Are there any turbo trainers where you input into the control software the coefficients of your road curve?
Up to now, I haven’t found a Bike Turbo Trainer that simulates my bike.
The Watts vs kmh curve is the most important constant.
If it cannot be set correct, the apparatus is junk.
What exactly is a “coefficients of your road curve”? I can’t say I know what value you expect to apply or plug into the trainer from this info.
The best I know are some trainers that do at least one of two things:
1) Offer a “headless” function with the trainer plugged in to power (but not connected to a device or controlling app) that then apply a default resistance curve. This curve aims to mimic the progressive resistance seen outside and used by some old fluid resistance trainers.

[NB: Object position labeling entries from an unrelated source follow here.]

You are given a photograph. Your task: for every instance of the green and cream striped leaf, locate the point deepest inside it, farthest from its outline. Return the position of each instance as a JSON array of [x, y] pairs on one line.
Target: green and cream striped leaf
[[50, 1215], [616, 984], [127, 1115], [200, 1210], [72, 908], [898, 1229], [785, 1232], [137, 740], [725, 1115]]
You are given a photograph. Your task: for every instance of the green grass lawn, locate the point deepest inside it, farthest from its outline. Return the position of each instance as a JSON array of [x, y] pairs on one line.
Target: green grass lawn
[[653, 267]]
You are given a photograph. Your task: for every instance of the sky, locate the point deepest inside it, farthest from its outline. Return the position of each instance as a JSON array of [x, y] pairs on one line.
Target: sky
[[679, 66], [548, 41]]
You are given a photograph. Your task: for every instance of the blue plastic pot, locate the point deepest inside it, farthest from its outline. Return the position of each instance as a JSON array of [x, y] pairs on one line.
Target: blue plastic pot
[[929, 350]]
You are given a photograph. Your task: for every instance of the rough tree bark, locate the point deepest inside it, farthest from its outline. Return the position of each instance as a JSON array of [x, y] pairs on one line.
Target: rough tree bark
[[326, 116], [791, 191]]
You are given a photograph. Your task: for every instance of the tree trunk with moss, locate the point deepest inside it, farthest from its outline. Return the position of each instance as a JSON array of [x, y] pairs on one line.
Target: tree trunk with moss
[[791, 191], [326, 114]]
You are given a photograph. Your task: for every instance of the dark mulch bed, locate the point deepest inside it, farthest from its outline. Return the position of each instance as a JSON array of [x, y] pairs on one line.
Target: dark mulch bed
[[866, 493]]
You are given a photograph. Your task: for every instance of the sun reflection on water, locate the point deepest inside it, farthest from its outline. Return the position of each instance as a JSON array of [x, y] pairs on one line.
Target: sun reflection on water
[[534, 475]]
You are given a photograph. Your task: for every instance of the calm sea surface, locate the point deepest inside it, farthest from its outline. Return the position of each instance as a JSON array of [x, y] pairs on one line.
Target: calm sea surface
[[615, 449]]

The Saris H series trainers do this and I think that some Wahoo ones do as well.
2) Offer Level / Slope / Standard mode that is a progressive resistance curve. The ones I know (Wahoo) allow a setting from 0-9 that is the level of ramp rate in that curve. In my use, the 2-3 setting seems well rounded and like the fluid trainers of old.
Alternatively, using a simulation app like Zwift, Rouvy, etc. can be done to mimic the resistance curve felt for a given stretch of road or a course. These use “Simulation” mode and are well liked by many riders for the basic feel being close to riding outside.